Job number one for a new CEO is to understand the workforce, not impose their will upon them. A new chief executive must engender trust and confidence in the workforce, while going to school on understanding the culture and the business model. The job of a new CEO isn’t to make immediate radical changes; it’s to gain trust and clarity in an attempt to reach the point where the right changes can be made with the biggest impact and the least amount of acrimony. While her sense of urgency in both understandable and admirable, her lack of finesse and discernment is underwhelming. Change solely for the sake of change usually doesn’t end well.

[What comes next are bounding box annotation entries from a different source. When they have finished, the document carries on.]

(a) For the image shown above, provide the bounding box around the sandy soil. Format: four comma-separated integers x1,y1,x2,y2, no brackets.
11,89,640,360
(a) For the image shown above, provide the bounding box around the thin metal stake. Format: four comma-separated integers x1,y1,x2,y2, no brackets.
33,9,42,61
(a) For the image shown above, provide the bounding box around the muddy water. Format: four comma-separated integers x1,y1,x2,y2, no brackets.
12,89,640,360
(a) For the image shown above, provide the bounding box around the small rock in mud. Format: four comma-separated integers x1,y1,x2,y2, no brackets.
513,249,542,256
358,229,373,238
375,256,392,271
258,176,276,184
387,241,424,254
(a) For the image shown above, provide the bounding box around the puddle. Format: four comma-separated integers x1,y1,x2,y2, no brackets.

If you have an unproductive workforce, coach them to productivity or let them go – don’t just relocate them and hope things will change, because they wont. If what you want to do is downsize, don’t draw ridiculous lines in the sand and hope some people quit, take the time and effort to deal with the situation correctly. If you want to improve the culture, don’t pollute it with unrealistic demands. Rather align your vision with the needs of the market, and then ensure the work being created is also aligned.
When people like Bill Gates, Richard Branson, and other storied CEOs roll their eyes at Mayer’s decision to eliminate working remotely, perhaps it merits peeling back the layers on her ability to make good decisions. If Google has remote workers who contribute, why can’t Yahoo?
I’m not much of an either/or thinker, as I tend to believe in most instances it’s quite possible to have your cake and eat it too – think “and” instead of “either/or.” The key here is to have standards, and to apply well reasoned business logic. When Best Buy announced it was going to place its flex-work plan under greater scrutiny and require workers to coordinate schedules with management, this seemed to be a prudent, thoughtful approach, and probably what Mayer should have done.
Mayer may generate a lot of buzz, and she’ll likely be able eke out a few positive quarters based on cost cutting. However, if she’s to have any chance of success over the long haul, she’ll need to understand her company, the people who work for her, and most of all, she’ll need to mature as a leader.